19 Mayıs 2016 Perşembe

Pek hoş bir deneyim değil aslında hiçbir şeyin değişmediğini gözlemlemek. Değişim doğasına mı aykırı etrafımdakilerin, yoksa ben mi bu konuda beceriksizim henüz bunu çözemedim. Fakat şu kesin ki uzun zamandır sonu gelmeyen bir döngünün içerisindeyim. Ve işin dramatik tarafı, artık uzanan yardım ellerini geri çevirmiyorum. Sanırım büyüdüm. Belki, biraz. Kendime itiraf edecek gücü bulamasam da, artık başkalarının yardım eli uzatmasını beklemek yerine ben yardım dileniyorum.

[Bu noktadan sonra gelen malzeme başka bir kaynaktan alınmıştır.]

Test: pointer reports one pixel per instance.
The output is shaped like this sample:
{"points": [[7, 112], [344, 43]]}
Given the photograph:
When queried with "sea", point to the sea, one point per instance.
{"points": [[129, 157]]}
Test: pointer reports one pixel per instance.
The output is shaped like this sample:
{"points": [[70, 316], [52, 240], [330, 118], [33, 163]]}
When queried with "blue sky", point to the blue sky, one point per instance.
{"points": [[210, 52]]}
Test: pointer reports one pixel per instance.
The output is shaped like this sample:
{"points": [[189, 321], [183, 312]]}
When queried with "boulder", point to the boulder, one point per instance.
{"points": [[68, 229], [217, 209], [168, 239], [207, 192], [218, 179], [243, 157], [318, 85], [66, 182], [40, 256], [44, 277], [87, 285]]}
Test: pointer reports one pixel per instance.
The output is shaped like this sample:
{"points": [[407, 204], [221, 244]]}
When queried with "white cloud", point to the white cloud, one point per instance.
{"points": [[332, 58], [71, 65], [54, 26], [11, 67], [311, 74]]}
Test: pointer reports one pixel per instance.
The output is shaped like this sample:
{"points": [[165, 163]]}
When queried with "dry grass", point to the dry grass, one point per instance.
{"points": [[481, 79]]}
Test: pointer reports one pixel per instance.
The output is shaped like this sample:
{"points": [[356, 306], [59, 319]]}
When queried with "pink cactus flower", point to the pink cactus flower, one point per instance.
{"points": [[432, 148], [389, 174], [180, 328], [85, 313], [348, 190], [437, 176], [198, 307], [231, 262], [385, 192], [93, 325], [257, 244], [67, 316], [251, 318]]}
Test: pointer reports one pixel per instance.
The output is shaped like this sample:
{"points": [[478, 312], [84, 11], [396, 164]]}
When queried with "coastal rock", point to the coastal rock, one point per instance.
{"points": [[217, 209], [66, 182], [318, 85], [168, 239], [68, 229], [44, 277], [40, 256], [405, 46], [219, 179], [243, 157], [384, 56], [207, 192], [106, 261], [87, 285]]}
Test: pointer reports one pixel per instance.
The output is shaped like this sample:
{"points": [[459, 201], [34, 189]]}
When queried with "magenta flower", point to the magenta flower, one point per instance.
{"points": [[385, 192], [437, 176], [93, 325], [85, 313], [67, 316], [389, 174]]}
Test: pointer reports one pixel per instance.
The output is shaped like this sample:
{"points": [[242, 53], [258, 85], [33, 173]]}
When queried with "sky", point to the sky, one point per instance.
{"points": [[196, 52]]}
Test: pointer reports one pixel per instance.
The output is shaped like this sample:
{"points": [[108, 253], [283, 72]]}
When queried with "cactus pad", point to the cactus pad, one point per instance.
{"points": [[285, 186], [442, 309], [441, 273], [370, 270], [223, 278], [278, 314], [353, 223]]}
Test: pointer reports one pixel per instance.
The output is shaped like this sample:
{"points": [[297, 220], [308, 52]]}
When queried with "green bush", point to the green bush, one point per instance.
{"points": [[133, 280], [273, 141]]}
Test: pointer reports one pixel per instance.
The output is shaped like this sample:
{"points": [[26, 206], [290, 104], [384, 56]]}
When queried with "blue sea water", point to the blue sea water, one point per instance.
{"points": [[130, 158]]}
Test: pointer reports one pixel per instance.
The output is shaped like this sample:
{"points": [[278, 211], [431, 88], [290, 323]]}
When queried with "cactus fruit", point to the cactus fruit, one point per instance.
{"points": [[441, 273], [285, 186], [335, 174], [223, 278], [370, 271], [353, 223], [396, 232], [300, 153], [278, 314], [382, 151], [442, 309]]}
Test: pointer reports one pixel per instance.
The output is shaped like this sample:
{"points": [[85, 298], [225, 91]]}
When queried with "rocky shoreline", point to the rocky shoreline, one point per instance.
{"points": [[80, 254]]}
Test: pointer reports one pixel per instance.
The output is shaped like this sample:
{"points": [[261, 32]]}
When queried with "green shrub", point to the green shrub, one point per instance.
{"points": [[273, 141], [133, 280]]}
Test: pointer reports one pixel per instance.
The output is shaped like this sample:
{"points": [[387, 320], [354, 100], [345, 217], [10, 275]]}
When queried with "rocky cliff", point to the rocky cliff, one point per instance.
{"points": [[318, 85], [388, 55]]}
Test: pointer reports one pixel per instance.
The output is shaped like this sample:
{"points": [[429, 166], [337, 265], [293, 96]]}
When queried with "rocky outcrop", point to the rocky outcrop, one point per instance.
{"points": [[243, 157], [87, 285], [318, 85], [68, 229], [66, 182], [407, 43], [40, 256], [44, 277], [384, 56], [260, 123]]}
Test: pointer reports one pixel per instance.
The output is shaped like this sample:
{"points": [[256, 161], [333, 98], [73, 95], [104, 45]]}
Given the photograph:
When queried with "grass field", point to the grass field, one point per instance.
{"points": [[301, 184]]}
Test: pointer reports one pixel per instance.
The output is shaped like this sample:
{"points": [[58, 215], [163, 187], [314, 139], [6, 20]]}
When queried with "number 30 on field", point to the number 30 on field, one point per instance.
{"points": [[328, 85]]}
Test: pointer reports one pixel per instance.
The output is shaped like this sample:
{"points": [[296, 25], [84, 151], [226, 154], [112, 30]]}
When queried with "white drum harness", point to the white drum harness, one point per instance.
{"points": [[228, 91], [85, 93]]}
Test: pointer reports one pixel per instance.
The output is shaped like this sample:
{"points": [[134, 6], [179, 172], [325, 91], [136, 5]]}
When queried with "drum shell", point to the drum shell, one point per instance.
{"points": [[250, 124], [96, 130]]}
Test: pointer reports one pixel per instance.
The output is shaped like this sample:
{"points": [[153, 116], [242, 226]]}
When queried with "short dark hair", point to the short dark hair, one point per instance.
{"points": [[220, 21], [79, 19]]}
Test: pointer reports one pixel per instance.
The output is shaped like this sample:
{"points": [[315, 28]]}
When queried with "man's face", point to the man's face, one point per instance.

Ne var ki hiçbir şey değişmiyor. Evet, çoğu zaman aktörler evriliyor. Yapraklar dökülüyor, ağaçlar kışın üşüyor, aşina olmaya başladığım yüzler soluyor ve ben farklı bir odada,farklı bir zaman diliminde, yine, perdenin altından sızan ışıklar ile selamlaşıyorum. Çoğu zaman üzülüyorum, ama genellikle umursamıyorum. Anlamsız bir şekilde vurdumduymaz bir insan oldum çıktım. Maddi dünyada çok uzak olmayan günlerde, daha dikkatli ve düşünceli biriydim. Bana sorsan üzerinden on yıllar geçmiş gibi sanki. Nazım diyor ya; “ben içeri düştüğümden beri on kere döndü dünya güneşin etrafında, ona sorarsanız lafı bile edilmez mikroskobik bir zaman, bana sorarsanız on senesi ömrümün” diye. Bazı şeyleri tecrübe etmedikçe anlayamıyor insan. Bu da öyle bir şey sanki.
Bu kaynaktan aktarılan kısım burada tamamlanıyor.